The guidance also makes clear that a school’s response to charges of sexual violence cannot be conditioned on the results of the results of a criminal investigation. Schools cannot delay their own investigations pending findings by police, or condition university sanctions or other responses on a prosecutor’s decision to criminally convict. We’ve posted about this problem as well, such as in a recent case against Dominican College. Relatedly, schools should not confuse their own response with a criminal response. They must employ the civil “preponderance of evidence” standard when making findings about whether sexual harassment did or did not occur.

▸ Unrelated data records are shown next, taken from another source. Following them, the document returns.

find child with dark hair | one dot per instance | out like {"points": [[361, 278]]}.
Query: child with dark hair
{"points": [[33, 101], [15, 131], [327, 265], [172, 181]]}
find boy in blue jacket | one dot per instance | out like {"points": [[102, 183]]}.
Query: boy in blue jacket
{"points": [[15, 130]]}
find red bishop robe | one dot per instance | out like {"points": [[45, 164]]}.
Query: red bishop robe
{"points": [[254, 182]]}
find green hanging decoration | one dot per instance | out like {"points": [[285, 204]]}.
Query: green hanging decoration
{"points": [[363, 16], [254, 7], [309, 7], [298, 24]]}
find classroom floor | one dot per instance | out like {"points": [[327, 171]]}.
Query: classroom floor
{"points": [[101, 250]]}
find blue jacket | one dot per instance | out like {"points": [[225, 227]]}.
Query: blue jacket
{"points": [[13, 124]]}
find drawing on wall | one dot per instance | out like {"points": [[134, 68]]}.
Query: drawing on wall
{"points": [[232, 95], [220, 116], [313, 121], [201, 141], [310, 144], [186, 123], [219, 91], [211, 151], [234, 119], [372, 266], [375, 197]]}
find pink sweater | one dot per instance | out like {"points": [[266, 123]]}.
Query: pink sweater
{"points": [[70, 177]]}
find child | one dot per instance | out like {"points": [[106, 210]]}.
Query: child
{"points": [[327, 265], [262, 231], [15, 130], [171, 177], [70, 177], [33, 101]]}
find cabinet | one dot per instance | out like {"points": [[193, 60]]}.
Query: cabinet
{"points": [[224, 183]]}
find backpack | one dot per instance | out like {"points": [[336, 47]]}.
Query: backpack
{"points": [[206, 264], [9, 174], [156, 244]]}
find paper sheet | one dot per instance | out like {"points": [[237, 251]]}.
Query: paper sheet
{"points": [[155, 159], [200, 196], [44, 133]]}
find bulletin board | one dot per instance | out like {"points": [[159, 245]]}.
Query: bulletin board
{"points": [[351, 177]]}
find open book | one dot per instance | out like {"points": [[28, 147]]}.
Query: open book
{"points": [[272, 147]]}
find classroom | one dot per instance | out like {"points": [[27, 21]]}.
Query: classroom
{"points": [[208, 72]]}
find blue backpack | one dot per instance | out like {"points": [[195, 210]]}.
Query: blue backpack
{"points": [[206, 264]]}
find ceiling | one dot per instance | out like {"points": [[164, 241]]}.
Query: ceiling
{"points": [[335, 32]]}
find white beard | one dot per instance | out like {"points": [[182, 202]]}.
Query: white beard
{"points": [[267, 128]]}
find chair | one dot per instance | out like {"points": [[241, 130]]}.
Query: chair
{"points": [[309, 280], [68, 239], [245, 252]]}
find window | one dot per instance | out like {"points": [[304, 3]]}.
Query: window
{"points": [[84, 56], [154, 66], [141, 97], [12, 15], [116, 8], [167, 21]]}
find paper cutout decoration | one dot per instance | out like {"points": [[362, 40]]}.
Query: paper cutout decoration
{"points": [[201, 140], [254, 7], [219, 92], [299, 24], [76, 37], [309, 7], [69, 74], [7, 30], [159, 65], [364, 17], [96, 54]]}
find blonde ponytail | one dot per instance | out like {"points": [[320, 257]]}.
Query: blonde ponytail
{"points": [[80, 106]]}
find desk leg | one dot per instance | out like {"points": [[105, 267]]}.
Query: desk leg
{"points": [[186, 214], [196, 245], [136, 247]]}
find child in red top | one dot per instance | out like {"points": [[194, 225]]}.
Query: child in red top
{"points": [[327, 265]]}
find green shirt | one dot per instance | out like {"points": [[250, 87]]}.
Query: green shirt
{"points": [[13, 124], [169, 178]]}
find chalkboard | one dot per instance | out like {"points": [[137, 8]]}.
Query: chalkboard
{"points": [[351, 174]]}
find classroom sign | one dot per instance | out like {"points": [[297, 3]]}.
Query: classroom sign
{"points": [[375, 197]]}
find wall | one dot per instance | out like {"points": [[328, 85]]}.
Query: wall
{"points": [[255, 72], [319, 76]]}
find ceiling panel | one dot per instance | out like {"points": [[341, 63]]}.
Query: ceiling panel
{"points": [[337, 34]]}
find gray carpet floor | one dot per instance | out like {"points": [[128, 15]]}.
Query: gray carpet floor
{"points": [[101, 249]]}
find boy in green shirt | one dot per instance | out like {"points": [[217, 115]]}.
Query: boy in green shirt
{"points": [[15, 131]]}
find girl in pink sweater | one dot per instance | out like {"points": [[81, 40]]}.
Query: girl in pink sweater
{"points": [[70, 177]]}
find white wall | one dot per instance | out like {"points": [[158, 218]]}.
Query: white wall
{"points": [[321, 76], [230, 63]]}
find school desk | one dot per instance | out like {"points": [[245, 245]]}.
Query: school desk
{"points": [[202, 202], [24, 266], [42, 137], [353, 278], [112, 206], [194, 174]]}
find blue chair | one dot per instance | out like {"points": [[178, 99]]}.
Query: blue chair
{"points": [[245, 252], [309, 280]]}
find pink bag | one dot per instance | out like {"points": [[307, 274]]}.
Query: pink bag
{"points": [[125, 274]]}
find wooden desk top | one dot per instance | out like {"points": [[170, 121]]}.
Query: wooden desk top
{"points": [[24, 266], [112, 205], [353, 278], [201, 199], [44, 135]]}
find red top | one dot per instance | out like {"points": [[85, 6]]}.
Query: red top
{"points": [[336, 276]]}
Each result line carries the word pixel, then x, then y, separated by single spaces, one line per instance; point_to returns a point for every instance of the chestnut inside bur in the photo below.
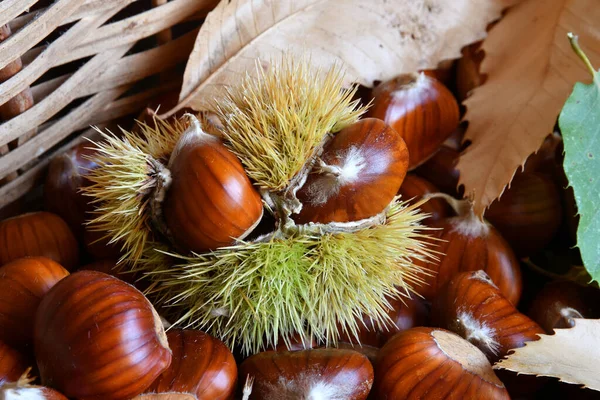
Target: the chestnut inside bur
pixel 357 176
pixel 309 374
pixel 430 363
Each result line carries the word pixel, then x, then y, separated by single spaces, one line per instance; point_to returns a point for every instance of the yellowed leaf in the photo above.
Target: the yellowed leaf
pixel 531 71
pixel 571 355
pixel 373 40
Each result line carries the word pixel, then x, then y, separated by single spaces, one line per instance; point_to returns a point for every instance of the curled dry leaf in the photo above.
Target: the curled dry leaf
pixel 374 40
pixel 530 73
pixel 570 354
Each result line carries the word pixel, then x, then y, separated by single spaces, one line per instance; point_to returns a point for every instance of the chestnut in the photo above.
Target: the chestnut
pixel 358 174
pixel 211 201
pixel 433 363
pixel 66 175
pixel 12 364
pixel 202 368
pixel 308 374
pixel 441 171
pixel 38 234
pixel 555 306
pixel 528 214
pixel 472 306
pixel 22 388
pixel 97 337
pixel 23 283
pixel 467 243
pixel 421 109
pixel 414 188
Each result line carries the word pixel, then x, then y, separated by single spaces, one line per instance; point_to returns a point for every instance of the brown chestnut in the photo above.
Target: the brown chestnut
pixel 472 306
pixel 211 202
pixel 23 283
pixel 97 337
pixel 555 306
pixel 22 388
pixel 12 364
pixel 308 374
pixel 528 214
pixel 415 187
pixel 433 363
pixel 421 109
pixel 357 176
pixel 467 243
pixel 203 368
pixel 38 234
pixel 66 175
pixel 441 171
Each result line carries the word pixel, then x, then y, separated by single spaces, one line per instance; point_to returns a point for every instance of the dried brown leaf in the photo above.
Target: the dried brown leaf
pixel 374 40
pixel 531 70
pixel 570 354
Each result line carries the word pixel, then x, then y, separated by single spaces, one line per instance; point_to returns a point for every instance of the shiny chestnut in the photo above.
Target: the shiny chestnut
pixel 471 305
pixel 308 374
pixel 357 176
pixel 467 243
pixel 414 188
pixel 558 303
pixel 528 214
pixel 433 363
pixel 97 337
pixel 38 234
pixel 202 368
pixel 421 109
pixel 23 283
pixel 12 364
pixel 66 175
pixel 211 201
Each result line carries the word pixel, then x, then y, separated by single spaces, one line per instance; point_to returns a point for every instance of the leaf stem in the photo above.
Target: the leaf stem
pixel 574 39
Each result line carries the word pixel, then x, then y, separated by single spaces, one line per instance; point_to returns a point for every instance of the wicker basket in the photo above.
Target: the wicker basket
pixel 69 64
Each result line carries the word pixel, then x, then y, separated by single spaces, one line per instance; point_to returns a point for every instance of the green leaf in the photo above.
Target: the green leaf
pixel 579 123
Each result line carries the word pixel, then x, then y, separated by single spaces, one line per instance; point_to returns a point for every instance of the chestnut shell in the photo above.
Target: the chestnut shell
pixel 211 201
pixel 97 337
pixel 421 109
pixel 38 234
pixel 330 373
pixel 380 161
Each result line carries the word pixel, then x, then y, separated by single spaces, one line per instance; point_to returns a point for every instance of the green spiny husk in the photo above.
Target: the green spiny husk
pixel 123 182
pixel 254 294
pixel 276 121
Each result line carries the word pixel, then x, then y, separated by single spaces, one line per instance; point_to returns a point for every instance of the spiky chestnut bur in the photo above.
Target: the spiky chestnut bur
pixel 309 374
pixel 357 176
pixel 22 389
pixel 472 306
pixel 298 278
pixel 467 243
pixel 421 109
pixel 210 202
pixel 311 281
pixel 430 363
pixel 405 313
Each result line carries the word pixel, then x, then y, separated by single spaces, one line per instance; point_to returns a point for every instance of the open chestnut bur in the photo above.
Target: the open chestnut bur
pixel 287 222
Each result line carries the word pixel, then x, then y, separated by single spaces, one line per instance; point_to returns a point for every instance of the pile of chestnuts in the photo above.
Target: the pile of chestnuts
pixel 74 327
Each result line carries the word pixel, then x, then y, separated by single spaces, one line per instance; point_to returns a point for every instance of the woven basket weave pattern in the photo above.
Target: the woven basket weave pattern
pixel 48 116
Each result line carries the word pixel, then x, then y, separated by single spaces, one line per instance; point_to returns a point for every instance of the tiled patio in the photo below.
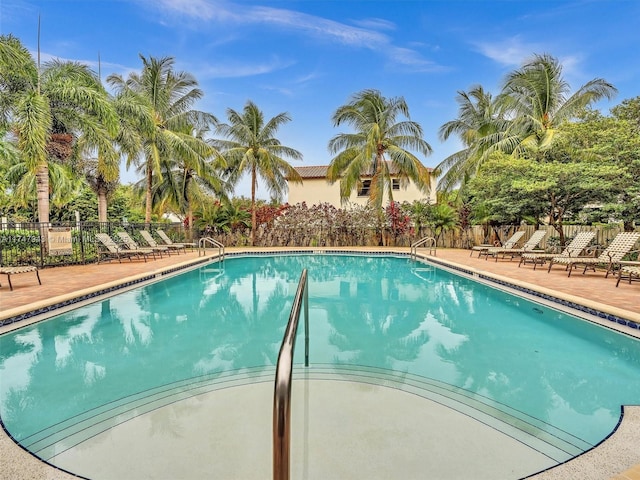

The stricter “clear and convincing” standard, while appropriate for law enforcement and the imposition of criminal sanctions, should not apply in university judicial proceedings where criminal sanctions are not at stake.
The guidance reminds schools that pending outcome of criminal or university investigation, they should take immediate steps to protect the complaining student, such as changing students’ living arrangements and schedules, while minimize the burden on the complaining student, and providing the complaining student with access to counseling and support. For examples of a university’s inappropriate response to charges of sexual violence, see recent posts about Arizona State (here and here).
The guidance also addresses what OCR recognizes as “confusion” that my derive from seemingly conflicting mandates of Title IX and the Federal Educational Records Privacy Act, or FERPA, which prohibits unauthorized disclosures of student’s records. OCR clarifies that universities may disclose to the campus community a finding that a student has perpetrated an act of sexual violence in violation of university policy, which is necessary to protect students from further harm. In other matters involving sexual harassment, the victim has the right to know the final results of the university’s investigation and sanction, including a determination no violation has not been committed. Moreover, federal law known as the Clery Act requires institutions to report campus crimes, including sexual assault, an obligation that does not yield to the privacy rights of a perpetrator found guilty. A university’s failure to report criminal sexual violence was at issue in OCR’s recent investigation and settlement with Eastern Michigan University.
Overall, OCR’s guidance letter does not create new rights and duties under Title IX, but rather, seeks to clarify existing rights and responsibilities in order to ensure that help universities protect students and avoid liability. This surely is much-needed reminder, as demonstrated by the recent and prevalent examples mentioned here of universities’ botched responses to sexual harassment and sexual violence. Responsible schools and universities will use the guidance letter as an opportunity to self-inventory their policies and practices related to sexual harassment and strengthen or revise them as needed.